Jennifer Roberts-Smith is Assistant Professor and Associate Chair, Theatre and Performance in the Department of Drama and Speech Communication, University of Waterloo, Canada.

Summary

The authors of this book ask how digital research tools are changing the ways in which practicing editors historicize Shakespeare's language. Scholars now encounter, interpret, and disseminate Shakespeare's language through an increasing variety of digital resources, including online editions such as the Internet Shakespeare Editions (ISE), searchable lexical corpora such as the Early English Books Online-Text Creation Partnership (EEBO-TCP) or the Lexicons of Early Modern English (LEME) collections, high-quality digital facsimiles such as the Folger Shakespeare Library's Digital Image Collection, text visualization tools such as Voyant, apps for reading and editing on mobile devices, and more.

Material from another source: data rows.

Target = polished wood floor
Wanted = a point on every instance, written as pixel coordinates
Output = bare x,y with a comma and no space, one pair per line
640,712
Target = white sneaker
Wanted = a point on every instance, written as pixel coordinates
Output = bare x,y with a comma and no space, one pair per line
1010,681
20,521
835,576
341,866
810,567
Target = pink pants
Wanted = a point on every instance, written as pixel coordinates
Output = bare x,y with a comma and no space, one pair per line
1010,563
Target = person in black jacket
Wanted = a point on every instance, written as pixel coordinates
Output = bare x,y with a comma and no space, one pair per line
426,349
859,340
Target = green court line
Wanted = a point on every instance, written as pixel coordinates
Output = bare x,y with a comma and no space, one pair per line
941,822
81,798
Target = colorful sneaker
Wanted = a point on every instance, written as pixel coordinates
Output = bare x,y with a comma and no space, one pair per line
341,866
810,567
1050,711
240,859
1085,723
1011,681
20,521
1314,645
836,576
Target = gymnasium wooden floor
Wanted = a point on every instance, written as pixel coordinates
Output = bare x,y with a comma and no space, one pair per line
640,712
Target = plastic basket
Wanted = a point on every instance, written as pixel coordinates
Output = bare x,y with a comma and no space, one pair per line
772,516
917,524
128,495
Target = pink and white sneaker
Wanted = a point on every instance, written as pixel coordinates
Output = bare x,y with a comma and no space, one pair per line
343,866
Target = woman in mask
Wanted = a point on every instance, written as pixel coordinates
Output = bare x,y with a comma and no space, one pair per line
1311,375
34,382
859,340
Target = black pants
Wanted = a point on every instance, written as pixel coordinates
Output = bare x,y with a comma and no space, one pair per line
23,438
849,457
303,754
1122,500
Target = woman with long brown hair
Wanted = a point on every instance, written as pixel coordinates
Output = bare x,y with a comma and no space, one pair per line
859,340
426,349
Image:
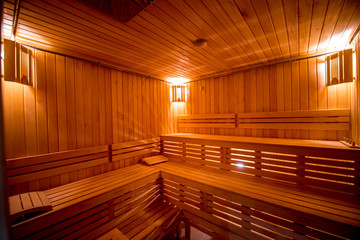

What new insights do these tools offer about the ways Shakespeare's words made meaning in their own time? What kinds of historical or historicizing arguments can digital editions make about Shakespeare's language? A growing body of work in the digital humanities allows textual critics to explore new approaches to editing in digital environments, and enables language historians to ask and answer new questions about Shakespeare's words. The authors in this unique book explicitly bring together the two fields of textual criticism and language history in an exploration of the ways in which new tools are expanding our understanding of Early Modern English.